Filed under: Uncategorized — Marshall Kirkpatrick @

If you’re looking to engage in online conversations with a wide variety of people in different circumstances, it’s important to recognize that the playing field is not level. Though blogging software lowered the technical barriers to participation, there remain substantial political and cultural issues that complicate adoption of these kinds of technologies by people with particular life experiences.

Two important opportunities to learn about these issues are in the news right now. Please check out this article on Silicon Alley Insider (and follow the links) and check out the Blogher conference, which will kick off a week from Friday.

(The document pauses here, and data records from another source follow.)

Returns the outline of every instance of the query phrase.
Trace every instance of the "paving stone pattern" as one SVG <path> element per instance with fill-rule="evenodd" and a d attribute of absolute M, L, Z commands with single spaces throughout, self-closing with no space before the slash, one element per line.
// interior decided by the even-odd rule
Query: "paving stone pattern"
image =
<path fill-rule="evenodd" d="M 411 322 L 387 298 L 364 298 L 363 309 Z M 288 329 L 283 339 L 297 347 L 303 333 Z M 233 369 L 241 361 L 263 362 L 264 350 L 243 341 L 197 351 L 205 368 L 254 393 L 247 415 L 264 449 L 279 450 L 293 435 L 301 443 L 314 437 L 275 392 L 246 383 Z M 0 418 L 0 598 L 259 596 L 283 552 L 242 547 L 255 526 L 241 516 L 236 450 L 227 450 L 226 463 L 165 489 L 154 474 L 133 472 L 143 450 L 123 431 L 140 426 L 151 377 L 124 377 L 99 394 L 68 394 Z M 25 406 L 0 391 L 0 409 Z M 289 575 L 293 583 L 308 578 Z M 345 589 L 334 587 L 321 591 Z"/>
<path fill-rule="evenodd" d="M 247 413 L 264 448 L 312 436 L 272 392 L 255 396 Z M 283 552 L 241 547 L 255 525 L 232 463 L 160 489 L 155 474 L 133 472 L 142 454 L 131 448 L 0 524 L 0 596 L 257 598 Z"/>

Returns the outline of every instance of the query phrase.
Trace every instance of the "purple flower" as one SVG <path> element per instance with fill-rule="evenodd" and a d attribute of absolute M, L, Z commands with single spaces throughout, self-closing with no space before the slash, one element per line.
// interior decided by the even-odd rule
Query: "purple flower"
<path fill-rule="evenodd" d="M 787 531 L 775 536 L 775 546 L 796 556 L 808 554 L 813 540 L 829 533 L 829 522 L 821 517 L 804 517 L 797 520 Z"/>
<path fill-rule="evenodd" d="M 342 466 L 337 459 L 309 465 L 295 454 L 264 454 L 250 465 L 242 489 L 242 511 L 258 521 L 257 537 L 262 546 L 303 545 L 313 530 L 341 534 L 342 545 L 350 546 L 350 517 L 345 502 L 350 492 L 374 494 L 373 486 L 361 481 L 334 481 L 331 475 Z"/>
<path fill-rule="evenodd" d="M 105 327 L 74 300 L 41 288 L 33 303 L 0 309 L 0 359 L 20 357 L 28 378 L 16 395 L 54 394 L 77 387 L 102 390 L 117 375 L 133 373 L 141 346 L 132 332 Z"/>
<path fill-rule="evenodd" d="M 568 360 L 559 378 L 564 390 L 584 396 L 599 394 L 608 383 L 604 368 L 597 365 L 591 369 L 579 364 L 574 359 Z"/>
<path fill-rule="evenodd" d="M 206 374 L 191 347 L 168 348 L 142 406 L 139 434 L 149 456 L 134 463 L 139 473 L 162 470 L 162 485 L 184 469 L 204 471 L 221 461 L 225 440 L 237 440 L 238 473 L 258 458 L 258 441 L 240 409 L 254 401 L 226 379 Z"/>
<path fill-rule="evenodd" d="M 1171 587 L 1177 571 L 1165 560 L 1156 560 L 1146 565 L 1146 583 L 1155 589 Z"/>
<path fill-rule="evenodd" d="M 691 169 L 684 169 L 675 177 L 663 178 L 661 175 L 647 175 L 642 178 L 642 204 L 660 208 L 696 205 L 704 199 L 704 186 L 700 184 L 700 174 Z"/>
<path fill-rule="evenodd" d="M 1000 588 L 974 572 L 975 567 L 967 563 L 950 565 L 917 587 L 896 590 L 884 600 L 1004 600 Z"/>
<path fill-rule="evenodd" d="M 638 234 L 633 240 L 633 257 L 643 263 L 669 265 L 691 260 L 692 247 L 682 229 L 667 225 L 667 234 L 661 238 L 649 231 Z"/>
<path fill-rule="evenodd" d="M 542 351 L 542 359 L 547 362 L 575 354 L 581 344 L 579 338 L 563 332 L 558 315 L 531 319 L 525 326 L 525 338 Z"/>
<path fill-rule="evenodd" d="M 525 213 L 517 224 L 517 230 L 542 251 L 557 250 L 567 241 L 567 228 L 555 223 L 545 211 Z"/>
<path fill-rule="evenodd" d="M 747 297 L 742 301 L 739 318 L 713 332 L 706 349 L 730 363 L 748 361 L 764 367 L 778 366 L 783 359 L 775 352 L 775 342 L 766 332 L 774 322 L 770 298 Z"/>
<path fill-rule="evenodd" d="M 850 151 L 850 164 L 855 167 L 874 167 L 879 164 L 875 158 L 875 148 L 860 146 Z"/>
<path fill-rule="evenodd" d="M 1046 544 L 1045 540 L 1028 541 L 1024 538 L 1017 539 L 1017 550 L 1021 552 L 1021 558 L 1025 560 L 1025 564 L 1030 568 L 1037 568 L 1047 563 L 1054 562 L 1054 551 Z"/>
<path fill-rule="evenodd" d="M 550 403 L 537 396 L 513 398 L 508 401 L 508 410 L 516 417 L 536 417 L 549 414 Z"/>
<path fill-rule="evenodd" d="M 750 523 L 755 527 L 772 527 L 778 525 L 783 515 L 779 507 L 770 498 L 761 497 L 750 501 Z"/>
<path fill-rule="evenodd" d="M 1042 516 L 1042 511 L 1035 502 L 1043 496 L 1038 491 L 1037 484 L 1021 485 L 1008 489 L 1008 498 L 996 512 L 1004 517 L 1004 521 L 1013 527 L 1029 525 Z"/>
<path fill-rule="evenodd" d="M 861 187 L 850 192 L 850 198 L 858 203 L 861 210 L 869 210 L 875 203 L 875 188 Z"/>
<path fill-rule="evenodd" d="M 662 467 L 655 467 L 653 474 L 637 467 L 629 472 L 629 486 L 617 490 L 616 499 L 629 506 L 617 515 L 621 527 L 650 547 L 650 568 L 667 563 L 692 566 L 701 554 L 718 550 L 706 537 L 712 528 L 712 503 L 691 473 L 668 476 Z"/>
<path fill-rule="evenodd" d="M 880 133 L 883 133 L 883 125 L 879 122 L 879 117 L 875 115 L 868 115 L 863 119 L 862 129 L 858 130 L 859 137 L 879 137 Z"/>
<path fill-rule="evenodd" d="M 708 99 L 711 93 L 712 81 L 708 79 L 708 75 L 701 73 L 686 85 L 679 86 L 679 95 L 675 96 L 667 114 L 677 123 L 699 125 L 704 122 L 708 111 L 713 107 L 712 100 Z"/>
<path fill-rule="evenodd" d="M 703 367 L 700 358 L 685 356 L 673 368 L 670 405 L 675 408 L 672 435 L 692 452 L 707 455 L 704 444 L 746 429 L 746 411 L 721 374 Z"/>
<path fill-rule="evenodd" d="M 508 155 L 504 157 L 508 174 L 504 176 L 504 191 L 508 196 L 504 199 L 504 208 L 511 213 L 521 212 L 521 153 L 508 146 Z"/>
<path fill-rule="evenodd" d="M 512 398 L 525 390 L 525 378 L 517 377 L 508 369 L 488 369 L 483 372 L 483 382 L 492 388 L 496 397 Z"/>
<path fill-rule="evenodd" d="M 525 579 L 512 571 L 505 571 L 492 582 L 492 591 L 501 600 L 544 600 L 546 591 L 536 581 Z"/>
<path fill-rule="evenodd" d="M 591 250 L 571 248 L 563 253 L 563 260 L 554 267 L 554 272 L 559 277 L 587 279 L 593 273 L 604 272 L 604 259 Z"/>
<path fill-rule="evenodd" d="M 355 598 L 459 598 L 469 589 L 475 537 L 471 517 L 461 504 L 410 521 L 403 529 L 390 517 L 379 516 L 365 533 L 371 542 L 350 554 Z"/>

Racism and sexism are two of the issues that many people face online. On a strategic level, to draw the lowest kind of analogy, failure to recognize the race and gender realities different people face on and offline is like trying to design a web page without recognizing that different browsers render HTML differently. (Forgive me for the clumsy analogy.) Though users may have free choice between browsers, and people have some choice about their response to race and gender politics, people who are not white and male don’t have much choice about those circumstances. And being “other” than white and male is not “a problem” like using Internet Explorer instead of Firefox – it’s a hell of a lot more complicated than that. Enough with that analogy then.

I bring this up just to say that no matter what your political views may be, trying humbly to understand where other people are coming from will make you a more effective communicator. There are millions of people on the web with millions of different experiences, but the types of experiences we can learn about by paying attention to this conversation and this conference are ones that a large number of people have had. Even if you don’t think it’s a matter of justice, fairness and human goodness (I do), consider learning respectfully how people in different circumstances understand their own lives so that you can be more effective in communicating with them. That will make you more effective at working online.